亡くなったのが99年なのでもう没後11年ということになる。

私の、事実上の山岡久乃初体験は、ドラマ「ありがとう」(第2シリーズ)。

事実上、と書いたのは、ミツカンのCMで割烹着を着た姿などを覚えているから。
でも、顔と名前は結びつかなかったし、そもそも我が家の場合子供は9時前に就寝という規則正しい生活ルールがあったので山岡久乃をちゃんと知るチャンスが無かった。
インターネットもまだ我が家には無縁だったし、調べるという方法もよく知らなかった。

「ありがとう」は歴史に遺る大ヒットドラマだという事は知っていたし、水前寺清子も知っていた。
スカパーで再放送されたとき、『これが伝説のドラマか…』と、かじりついて見た。

私が幼い頃から見て知っていたドラマとはまるで違う世界。
しかし、半端じゃなく面白いし、実に魅力的な俳優陣。
みんな良かったが、そのとき特に引き寄せられたのが乙羽信子と山岡久乃だった。
乙羽信子に、そのときの温和なイメージを抱いたまま、新藤兼人作品など他の出演作を見たときの衝撃はすさまじいものがあったが、ここでは触れない。

山岡久乃。
威厳があって、口が達者で、実はなかなか綺麗で、何よりあたたかい。お母さん。
私はドラマや映画で泣いたことは無いが、ただ一度、この「ありがとう」の山岡久乃に泣かされた。

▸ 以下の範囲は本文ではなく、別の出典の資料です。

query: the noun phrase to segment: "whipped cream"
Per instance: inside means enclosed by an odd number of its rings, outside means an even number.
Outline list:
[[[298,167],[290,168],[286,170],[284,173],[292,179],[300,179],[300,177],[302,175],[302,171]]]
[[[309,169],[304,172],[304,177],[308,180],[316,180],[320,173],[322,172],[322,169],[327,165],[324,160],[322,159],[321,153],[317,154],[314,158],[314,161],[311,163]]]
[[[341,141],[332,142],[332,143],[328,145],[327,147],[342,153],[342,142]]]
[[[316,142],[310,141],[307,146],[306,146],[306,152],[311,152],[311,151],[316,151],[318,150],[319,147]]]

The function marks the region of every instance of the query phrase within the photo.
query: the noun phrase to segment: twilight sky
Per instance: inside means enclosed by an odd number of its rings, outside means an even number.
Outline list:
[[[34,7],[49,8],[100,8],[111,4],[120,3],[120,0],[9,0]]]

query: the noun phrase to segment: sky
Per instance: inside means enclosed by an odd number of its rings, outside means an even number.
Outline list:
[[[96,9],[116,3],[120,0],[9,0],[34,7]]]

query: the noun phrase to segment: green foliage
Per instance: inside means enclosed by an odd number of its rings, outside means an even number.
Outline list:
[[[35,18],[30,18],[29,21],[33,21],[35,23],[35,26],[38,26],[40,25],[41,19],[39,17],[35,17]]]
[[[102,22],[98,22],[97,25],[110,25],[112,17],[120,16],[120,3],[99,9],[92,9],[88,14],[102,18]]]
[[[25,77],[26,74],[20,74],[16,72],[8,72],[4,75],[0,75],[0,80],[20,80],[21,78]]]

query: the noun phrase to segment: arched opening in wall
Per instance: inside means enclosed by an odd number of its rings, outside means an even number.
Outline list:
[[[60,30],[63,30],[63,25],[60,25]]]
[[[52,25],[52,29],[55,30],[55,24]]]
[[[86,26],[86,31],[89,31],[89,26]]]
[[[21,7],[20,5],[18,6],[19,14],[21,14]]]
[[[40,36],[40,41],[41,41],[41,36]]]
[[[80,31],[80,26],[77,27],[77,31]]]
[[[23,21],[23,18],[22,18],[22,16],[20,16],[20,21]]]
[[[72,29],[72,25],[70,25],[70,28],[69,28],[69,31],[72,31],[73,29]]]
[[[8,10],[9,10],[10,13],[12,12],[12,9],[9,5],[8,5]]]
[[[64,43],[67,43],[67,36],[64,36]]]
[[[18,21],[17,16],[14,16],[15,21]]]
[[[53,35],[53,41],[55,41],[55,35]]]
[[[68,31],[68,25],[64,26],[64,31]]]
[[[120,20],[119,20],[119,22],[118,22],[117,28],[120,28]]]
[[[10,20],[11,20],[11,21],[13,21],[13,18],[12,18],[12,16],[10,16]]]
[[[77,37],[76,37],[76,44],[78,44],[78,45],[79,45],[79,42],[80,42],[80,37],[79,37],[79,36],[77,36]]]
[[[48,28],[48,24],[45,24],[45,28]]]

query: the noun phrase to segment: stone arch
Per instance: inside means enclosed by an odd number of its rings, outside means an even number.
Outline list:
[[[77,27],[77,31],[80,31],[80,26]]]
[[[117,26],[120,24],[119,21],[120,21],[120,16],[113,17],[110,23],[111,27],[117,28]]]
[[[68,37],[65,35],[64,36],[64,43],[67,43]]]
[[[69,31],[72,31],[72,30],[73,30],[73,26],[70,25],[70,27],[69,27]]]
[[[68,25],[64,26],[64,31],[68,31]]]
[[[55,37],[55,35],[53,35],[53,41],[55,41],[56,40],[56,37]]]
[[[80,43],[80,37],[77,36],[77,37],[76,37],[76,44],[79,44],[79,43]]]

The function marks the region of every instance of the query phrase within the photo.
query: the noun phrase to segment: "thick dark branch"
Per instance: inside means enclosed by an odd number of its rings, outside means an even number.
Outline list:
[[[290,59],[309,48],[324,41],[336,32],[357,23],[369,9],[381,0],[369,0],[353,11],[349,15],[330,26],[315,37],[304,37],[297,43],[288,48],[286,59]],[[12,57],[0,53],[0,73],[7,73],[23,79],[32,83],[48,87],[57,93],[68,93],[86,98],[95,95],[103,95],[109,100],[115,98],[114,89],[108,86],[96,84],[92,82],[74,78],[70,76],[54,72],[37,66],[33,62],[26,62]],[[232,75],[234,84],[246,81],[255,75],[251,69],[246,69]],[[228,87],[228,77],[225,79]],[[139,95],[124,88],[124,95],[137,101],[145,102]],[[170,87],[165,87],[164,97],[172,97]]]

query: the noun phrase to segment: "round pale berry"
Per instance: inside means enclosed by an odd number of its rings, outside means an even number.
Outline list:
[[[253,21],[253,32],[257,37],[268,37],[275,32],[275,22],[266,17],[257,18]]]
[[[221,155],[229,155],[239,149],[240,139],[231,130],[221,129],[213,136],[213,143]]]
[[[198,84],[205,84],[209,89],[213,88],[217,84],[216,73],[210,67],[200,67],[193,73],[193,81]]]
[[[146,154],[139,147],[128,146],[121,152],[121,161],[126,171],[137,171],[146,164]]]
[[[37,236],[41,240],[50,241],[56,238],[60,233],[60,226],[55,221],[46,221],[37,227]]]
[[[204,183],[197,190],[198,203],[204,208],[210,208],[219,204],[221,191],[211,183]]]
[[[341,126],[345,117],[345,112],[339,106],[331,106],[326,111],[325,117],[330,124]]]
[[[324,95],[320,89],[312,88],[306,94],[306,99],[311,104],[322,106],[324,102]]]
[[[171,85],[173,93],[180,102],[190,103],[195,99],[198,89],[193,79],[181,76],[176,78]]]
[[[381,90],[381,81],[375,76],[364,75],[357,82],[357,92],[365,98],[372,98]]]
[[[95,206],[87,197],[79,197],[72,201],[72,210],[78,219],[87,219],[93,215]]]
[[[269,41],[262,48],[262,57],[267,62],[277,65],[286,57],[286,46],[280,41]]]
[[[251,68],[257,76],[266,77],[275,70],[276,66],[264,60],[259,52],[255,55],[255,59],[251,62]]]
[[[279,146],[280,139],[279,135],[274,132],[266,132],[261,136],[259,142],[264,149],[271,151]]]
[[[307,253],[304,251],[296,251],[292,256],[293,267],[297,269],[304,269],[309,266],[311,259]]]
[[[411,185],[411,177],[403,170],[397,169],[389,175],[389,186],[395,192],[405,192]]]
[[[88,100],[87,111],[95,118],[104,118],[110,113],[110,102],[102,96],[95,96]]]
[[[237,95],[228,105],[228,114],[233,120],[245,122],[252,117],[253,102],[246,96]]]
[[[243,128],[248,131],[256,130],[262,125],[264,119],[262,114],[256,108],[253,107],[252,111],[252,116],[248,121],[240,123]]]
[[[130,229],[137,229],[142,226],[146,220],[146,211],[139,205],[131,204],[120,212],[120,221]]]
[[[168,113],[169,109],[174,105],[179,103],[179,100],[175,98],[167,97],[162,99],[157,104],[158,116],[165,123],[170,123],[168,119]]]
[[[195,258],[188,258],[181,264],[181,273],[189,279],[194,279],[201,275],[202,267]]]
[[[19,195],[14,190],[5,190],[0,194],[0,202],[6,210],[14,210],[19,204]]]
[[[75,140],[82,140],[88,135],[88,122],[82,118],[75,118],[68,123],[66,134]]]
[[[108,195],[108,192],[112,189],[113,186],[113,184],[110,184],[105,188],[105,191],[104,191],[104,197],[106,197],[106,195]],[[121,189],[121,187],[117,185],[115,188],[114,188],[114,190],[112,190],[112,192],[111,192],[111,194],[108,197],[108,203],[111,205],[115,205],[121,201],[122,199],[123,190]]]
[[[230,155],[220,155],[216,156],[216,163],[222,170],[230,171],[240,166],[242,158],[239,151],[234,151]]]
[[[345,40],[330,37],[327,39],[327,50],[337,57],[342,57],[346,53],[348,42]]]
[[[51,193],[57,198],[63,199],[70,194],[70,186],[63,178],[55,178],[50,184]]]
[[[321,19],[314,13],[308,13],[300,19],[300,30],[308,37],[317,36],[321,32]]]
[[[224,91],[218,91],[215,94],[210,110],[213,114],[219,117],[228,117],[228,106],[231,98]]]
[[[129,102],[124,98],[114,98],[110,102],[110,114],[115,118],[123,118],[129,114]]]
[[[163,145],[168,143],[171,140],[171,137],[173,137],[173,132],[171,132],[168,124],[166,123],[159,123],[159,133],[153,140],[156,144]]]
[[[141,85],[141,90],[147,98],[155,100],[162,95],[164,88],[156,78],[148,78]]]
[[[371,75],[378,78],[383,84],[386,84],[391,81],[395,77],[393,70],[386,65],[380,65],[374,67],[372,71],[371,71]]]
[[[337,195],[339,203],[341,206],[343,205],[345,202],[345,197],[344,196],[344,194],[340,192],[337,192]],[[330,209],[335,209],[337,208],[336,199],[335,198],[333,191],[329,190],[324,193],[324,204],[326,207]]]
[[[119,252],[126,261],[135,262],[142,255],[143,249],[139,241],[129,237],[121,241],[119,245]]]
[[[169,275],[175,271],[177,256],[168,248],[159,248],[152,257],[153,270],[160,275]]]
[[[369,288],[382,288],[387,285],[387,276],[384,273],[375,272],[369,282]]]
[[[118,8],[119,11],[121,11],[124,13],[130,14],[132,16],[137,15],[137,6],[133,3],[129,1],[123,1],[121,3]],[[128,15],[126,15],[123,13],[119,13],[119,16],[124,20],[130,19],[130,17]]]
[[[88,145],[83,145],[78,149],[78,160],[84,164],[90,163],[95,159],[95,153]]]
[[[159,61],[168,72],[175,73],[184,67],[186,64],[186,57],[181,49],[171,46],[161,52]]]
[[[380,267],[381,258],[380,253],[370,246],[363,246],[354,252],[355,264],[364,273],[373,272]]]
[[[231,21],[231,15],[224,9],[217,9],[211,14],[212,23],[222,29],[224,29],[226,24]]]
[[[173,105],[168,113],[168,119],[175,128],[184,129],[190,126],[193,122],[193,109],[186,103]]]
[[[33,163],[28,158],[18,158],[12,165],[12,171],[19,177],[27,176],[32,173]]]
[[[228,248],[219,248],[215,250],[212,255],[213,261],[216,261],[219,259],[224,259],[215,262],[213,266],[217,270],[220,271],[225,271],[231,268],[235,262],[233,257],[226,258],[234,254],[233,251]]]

その後も、「ありがとう」(第1シリーズ、第3シリーズ)と「女と味噌汁」など、次々に山岡出演のドラマを見る機会に恵まれた。
「ありがとう(第3シリーズ)」や「女と味噌汁」では、しっかりしたオッカサンでは無く、ちょっと間の抜けた可愛らしいオカアサン。
こちらのオトボケかあさんも絶品。
全然違う役のはずだが、まるで違和感が無い。
役者ってこうも自在に演じ分けが出来るんだ、と今まで知らない役者像を知らされた。

そして、現在巷で一番知られていそうな、山岡久乃パブリックイメージの中心にあるであろう「渡る世間は鬼ばかり」。
第6シリーズ(既にツッコミドラマと化している)あたりから、なぜか実妹が気に入りだして、それに付き合ってついでに見ていたのだが、山岡出演時代のそれは見たことが無かった。

第1シリーズを見て「何じゃこりゃ」と驚いた。
今の、あの失笑モノと化した橋田壽賀子脚本じゃない、ちゃんとしている。
(山岡久乃、いるよ。こういう人・・・ )と。
それまでの平岩弓枝作品とは打って変わっての橋田ワールド。
心あたたかくなるような作品ではないが、修身的リアリズムというのか、うまく言えないが、そういうものを感じた。
これを支えていたのが河内桃子や赤木春恵、藤岡琢也であり、何よりも山岡久乃であった。
さすがに第3シリーズあたりには、現在のような失笑化が始めるが、山岡久乃の存在で芯の通った、キチンと見ることが出来るドラマになっていた。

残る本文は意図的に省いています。